Article ID: | iaor20172574 |
Volume: | 24 |
Issue: | 6 |
Start Page Number: | 1405 |
End Page Number: | 1433 |
Publication Date: | Nov 2017 |
Journal: | International Transactions in Operational Research |
Authors: | Wang Jian-Cai, Wang Yao-Yu, Tao Feng |
Keywords: | management, economics, decision, combinatorial optimization, optimization, supply & supply chains, production |
With the increasing prevalence of huge international retail chains and the subcontracting of manufacturing to developing countries by owners of major international brands, the dominant‐retailer‐oriented incentive contracts become increasingly more relevant. The literature suggests that most of the contract formats known as channel‐coordinating for the dominant supplier become quite or totally ineffective when the retailer is the dominant player in the supply chain.

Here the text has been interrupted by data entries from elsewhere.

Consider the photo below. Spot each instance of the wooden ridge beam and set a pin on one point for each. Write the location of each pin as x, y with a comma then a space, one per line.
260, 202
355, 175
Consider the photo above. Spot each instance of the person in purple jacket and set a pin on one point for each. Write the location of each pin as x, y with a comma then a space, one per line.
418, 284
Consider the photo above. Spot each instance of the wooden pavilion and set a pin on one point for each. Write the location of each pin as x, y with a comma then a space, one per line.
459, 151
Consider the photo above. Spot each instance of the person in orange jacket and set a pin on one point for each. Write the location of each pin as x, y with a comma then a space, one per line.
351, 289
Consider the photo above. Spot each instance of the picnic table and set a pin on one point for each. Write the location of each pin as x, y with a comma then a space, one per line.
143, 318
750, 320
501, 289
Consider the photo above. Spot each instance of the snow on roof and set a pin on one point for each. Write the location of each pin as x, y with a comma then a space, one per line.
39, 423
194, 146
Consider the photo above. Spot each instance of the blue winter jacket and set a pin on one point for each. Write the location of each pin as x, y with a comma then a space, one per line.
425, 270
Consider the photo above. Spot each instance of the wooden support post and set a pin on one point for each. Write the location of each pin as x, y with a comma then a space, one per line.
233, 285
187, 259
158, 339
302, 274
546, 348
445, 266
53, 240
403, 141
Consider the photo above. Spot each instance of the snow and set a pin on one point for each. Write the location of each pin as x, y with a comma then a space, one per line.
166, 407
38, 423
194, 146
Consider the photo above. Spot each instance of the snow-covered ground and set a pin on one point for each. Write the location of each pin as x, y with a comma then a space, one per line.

A menu of contracts is shown to be theoretically most effective for the dominant retailer; however, it is too complex to be implemented in the real world. This paper first proves that the menu of contracts is actually a nonlinear volume discounting contract. Based on this characteristic, we propose two contract formats, namely, volume discounting on markup and volume discounting on slotting fee. Our results show that these two new proposed schemes perform substantially better than the currently most‐used contract formats (e.g., markup contract formats), and they can also be perceived as performing nearly as well as the menu of contracts.